Allergies affect up to 50 million people in the United States, which means many suffer from congestion, fatigue, hives, or nausea as a result (via Cleveland Clinic). When the body encounters a possible threat, the immune system releases histamine, stimulating processes in your stomach, intestines, and circulatory system. That's what causes the allergy symptoms. To block histamine, allergy sufferers might reach for an antihistamine for relief. However, if you're currently taking a monoamine oxidase inhibitor (MAOI), it can boost the effect of the antihistamine, resulting in a dangerous drop in blood pressure (via WebMD).

MAOIs block the monoamine oxidase enzyme. This enzyme clears neurotransmitters such as norepinephrine, serotonin, and dopamine from the brain, according to Mayo Clinic. Because these neurotransmitters contribute to our emotional well-being, MAOIs are prescribed for depression. According to the National Library of Medicine, MAOIs have the potential to be toxic because they can interact with different foods and medications. That's why doctors commonly prescribe newer antidepressants, rather than MAOIs.

Other interactions with MAOIs

These days, MAOIs are prescribed to people when other antidepressants aren't working, according to Drugs.com.

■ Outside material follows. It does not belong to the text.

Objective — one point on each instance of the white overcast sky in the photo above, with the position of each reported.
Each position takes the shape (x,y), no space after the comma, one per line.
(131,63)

They also take weeks to clear your system because the body must make new MAO enzymes. Before starting a different medication that affects neurotransmitters, it's suggested to take at least 14 days for the MAOI to leave the body. Medications like Linezolid, Methylene blue, and some prescriptions to treat Hodgkin's and Parkinson's disease aren't necessarily MAOIs, but they perform the same function in blocking the MAO enzymes. Serotonin syndrome can occur if you take an MAOI with these medications.

According to U.S. Pharmacist, dextromethorphan – which usually treats coughs — can also interact with MAOIs. A 26-year-old woman took twice her dose of phenelzine after missing her earlier dose. She also took dextromethorphan, and the interaction caused a severe fever and a dangerous drop in blood pressure. She died four hours after arriving at the hospital. A 15-year-old girl also died after combining dextromethorphan and MAOIs.

WebMD suggests consulting with your doctor if you experience weakness, dizziness, fainting, or blurred vision while taking antihistamines and MAOIs. You should also consult with your doctor before adjusting any of your medications' dosages.